Vincent Copley

Vincent Copley

When I was a kid around Port Adelaide, there weren't many Aboriginal people, and there was plenty of discrimination at school.

My father died when I was two, so we came to Adelaide and my mum got involved with this gentleman called Allan Copley - a white person. At that time it was against the law for Aboriginal people to mix with white people. My mother was all over the front page of the Truth because of it.

We were just like other Aboriginal families, trying to make a living.  We went to Leigh Creek for a couple of years, and then went to Alice Springs and then Adelaide. Along the way my brother and sister died, and then my mother died, and then my sister. Now there's only me and Josie.

Before the migrants came to Taperoo we were copping all the racist heat, the English mob had seen black people before in their colonies, but hadn't seen any Aboriginal people. So at that stage, we were doing all the work in terms of race relations, and we made people aware. But when the migrants came, the heat was taken off us because the Australians gave the migrants such a hard time and it was sad to see how they treated other people. It was bad enough for us, but to see kids getting scruffed around because they had different clothes and had different food for lunch, that was terrible.
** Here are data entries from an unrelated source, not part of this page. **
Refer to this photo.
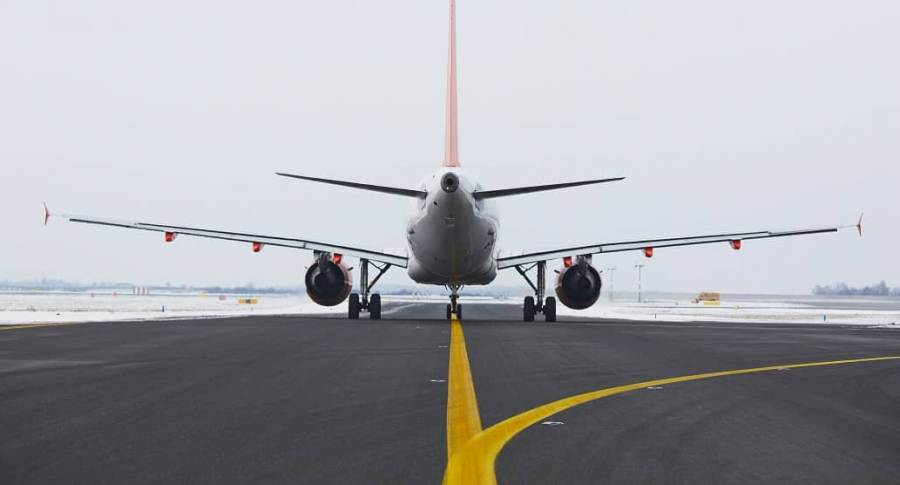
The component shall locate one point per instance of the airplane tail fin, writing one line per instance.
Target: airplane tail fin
(451, 138)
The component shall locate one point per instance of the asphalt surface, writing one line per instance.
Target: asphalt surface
(327, 400)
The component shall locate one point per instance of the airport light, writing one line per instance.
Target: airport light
(639, 267)
(612, 272)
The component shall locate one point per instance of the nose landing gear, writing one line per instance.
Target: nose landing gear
(453, 307)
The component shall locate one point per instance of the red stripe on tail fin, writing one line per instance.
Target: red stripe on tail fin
(451, 139)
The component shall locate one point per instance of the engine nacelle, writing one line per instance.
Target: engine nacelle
(578, 285)
(328, 283)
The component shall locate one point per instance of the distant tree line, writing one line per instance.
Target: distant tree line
(881, 289)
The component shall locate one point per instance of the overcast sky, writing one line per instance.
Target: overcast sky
(724, 116)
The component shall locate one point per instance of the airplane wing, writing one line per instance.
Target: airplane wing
(648, 245)
(490, 194)
(257, 240)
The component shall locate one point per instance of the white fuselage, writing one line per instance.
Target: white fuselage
(452, 237)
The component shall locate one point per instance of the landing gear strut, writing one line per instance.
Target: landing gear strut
(362, 300)
(453, 307)
(536, 304)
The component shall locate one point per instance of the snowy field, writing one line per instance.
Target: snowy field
(32, 307)
(37, 307)
(768, 309)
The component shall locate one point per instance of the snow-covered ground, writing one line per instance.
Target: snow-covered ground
(29, 307)
(768, 310)
(35, 307)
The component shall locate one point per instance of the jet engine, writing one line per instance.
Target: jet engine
(578, 285)
(328, 280)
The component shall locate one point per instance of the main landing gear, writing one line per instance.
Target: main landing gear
(362, 300)
(453, 307)
(537, 304)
The Australian girls, their mothers wouldn't let us have anything to do with their girls, so they hid them. But the girls from England and Poland were a different type of people and their parents didn't mind if they were going out with black kids. So for a small time we enjoyed that until they swung into the way of how Australians thought about Aboriginal people.
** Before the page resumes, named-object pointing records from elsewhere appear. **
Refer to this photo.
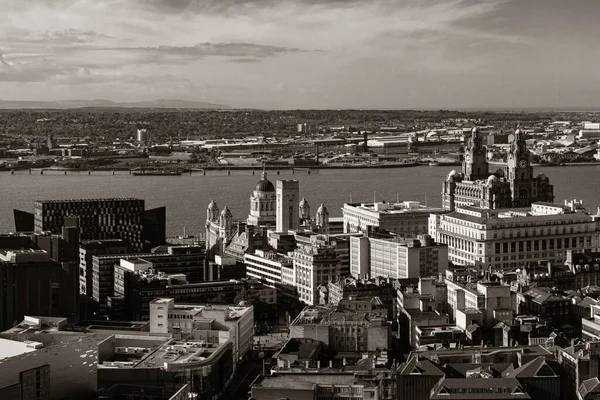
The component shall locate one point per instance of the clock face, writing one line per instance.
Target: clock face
(522, 163)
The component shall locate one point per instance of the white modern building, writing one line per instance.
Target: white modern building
(287, 207)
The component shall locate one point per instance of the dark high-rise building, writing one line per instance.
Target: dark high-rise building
(90, 248)
(102, 219)
(30, 284)
(513, 186)
(188, 260)
(136, 287)
(23, 221)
When I was a kid around Port Adelaide, there weren't many Aboriginal people, and there was plenty of discrimination at school and in the district, apart from when football teams started and they wanted sportsman. For Saturday afternoon at football you were king, and when you went back to school you were a pauper. So it really hit home in terms of us being alone. Every now and again someone would come into the Port district and either stay with my aunty or wander across to get day work. From then, when they started to build at Taperoo, at that time people were moving from Point Pearce to come to Adelaide to live - taking a chance of getting exempted from the Point Pearce Mission.